Wednesday, January 02, 2008

Muscle Building Cardio


Many people live in constant fear that too much cardio will cause them to lose muscular size and strength. Their fears are not unfounded; too much cardio will, indeed, eat away muscle tissue and cause strength losses. There are a few types of cardio, however that will actually do the opposite. Instead of cardio that just burns fat or just improves your cardiovascular system or, worse yet, does neither of those but just causes muscle loss, there is actually such a thing as muscle building cardio.

Unfortunately most people don't do it. They waste all their time on the stair climber or eliptical machine when they could actually be doing something that will burn fat and build muscle at the same time.

My favorite types of muscle building cardio are sprints, hill sprints, sled sprints and Prowler sprints. These workouts should be be performed in the following manner:

-- Warm up thoroughly.

-- Sprint for 5-20 seconds straight as hard and as fast as you can.

-- Rest for 1-3 minutes or as long as needed to catch your breath, bring your heart rate down a bit, and prevent yourself from throwing up.

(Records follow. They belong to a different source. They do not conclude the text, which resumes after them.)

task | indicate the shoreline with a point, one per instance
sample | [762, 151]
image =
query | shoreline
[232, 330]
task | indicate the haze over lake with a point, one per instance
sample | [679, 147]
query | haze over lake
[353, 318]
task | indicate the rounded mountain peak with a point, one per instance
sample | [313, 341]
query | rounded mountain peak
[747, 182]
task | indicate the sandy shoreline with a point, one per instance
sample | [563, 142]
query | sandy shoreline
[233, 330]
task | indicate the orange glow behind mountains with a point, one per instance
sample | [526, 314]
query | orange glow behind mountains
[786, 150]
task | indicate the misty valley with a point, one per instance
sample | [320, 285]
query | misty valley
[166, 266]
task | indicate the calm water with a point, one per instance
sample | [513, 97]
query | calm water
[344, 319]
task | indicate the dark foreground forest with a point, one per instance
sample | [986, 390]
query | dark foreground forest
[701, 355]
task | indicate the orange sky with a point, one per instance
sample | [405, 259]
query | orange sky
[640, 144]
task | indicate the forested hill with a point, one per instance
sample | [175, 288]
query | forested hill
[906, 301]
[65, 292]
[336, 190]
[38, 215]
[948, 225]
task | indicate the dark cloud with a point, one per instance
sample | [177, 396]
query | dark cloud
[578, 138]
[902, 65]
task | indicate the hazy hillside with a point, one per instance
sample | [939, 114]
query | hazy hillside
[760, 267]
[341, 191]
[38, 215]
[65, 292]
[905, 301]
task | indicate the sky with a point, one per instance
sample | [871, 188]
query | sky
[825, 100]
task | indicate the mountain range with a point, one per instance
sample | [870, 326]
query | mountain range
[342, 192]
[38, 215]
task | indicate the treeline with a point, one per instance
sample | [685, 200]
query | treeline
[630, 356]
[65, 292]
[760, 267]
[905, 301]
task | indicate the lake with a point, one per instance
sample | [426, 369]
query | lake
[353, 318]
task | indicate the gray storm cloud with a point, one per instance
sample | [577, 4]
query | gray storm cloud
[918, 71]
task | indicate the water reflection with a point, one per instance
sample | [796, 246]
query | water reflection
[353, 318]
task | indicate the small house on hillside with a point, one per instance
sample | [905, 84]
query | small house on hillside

-- Repeat for 15-20 minutes 2-3 days per week.

This type of cardio training is what produces the incredible physiques you see on sprinters and NFL wide receivers. Technically it's not traditional, old school cardio, but it works to get you big and lean.

The most dangerous form of muscle building cardio is plain old sprints. If you are not accustomed to sprinting regularly you are at great risk for a hamstring, hip flexor or knee injury. Hill sprints slow you down, especially if the hill is fairly steep and for that reason are much safer. Sprinting with a sled attached to your waist does the same thing and is very effective and very safe. Pushing the Prowler is an incredibly demanding but result producing workout. For those who are unfamiliar with the Prowler, it is pictured above and can be purchased at EliteFTS.com. It is worth every penny and will get you in great shape in a hurry.

There you have; the most effective forms of muscle building cardio. Get off the Nordic Track and give these workouts a try today. You won't be disappointed.